Deep Learning methods for automatic evaluation of delayed
enhancement-MRI. The results of the EMIDEC challenge
- URL: http://arxiv.org/abs/2108.04016v2
- Date: Tue, 10 Aug 2021 14:21:29 GMT
- Title: Deep Learning methods for automatic evaluation of delayed
enhancement-MRI. The results of the EMIDEC challenge
- Authors: Alain Lalande, Zhihao Chen, Thibaut Pommier, Thomas Decourselle, Abdul
Qayyum, Michel Salomon, Dominique Ginhac, Youssef Skandarani, Arnaud Boucher,
Khawla Brahim, Marleen de Bruijne, Robin Camarasa, Teresa M. Correia, Xue
Feng, Kibrom B. Girum, Anja Hennemuth, Markus Huellebrand, Raabid Hussain,
Matthias Ivantsits, Jun Ma, Craig Meyer, Rishabh Sharma, Jixi Shi, Nikolaos
V. Tsekos, Marta Varela, Xiyue Wang, Sen Yang, Hannu Zhang, Yichi Zhang,
Yuncheng Zhou, Xiahai Zhuang, Raphael Couturier, Fabrice Meriaudeau
- Abstract summary: The EMIDEC challenge was to evaluate if deep learning methods can distinguish between normal and pathological cases.
The database consists of 150 exams divided into 50 cases with normal MRI after injection of a contrast agent and 100 cases with myocardial infarction.
The results show that the automatic classification of an exam is a reachable task.
- Score: 21.93792387878765
- License: http://creativecommons.org/licenses/by-nc-sa/4.0/
- Abstract: A key factor for assessing the state of the heart after myocardial infarction
(MI) is to measure whether the myocardium segment is viable after reperfusion
or revascularization therapy.
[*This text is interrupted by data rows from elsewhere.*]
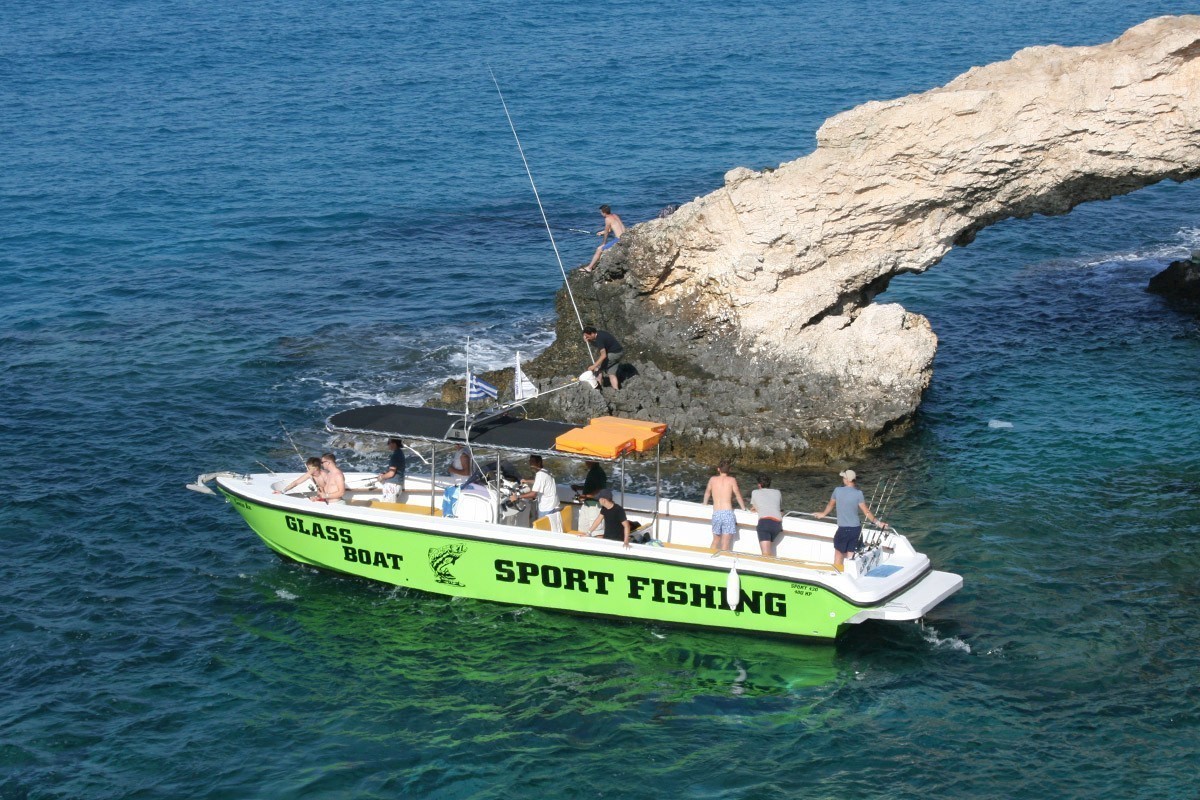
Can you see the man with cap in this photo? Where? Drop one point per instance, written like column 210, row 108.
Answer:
column 616, row 523
column 849, row 500
column 594, row 481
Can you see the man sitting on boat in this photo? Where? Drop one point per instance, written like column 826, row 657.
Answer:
column 312, row 473
column 463, row 465
column 544, row 489
column 333, row 489
column 616, row 524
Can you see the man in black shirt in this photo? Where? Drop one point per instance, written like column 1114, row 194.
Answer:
column 616, row 523
column 609, row 356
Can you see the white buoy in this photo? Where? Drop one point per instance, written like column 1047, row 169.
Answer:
column 733, row 589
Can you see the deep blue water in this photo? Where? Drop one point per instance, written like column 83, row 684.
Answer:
column 217, row 217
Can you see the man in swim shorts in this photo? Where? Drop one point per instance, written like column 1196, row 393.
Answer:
column 767, row 504
column 333, row 489
column 612, row 224
column 723, row 488
column 850, row 501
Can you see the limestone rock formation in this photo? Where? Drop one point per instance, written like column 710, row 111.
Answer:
column 749, row 312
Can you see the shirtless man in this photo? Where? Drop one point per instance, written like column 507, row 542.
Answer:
column 333, row 488
column 312, row 471
column 723, row 488
column 612, row 224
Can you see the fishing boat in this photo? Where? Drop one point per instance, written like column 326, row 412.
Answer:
column 471, row 537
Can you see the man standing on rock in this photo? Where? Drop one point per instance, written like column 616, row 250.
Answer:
column 723, row 488
column 849, row 500
column 612, row 224
column 609, row 356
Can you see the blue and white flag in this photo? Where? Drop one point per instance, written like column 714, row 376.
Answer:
column 479, row 389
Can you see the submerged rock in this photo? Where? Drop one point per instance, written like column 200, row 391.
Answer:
column 1179, row 281
column 749, row 313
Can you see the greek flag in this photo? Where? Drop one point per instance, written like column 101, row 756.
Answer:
column 479, row 389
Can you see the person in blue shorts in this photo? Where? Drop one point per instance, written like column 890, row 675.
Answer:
column 613, row 227
column 723, row 488
column 849, row 500
column 767, row 504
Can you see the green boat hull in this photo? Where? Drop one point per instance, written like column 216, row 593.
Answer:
column 641, row 584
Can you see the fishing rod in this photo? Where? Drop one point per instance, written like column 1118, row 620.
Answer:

Delayed enhancement-MRI or DE-MRI, which is
performed several minutes after injection of the contrast agent, provides high
contrast between viable and nonviable myocardium and is therefore a method of
choice to evaluate the extent of MI. To automatically assess myocardial status,
the results of the EMIDEC challenge that focused on this task are presented in
this paper. The challenge's main objectives were twofold. First, to evaluate if
deep learning methods can distinguish between normal and pathological cases.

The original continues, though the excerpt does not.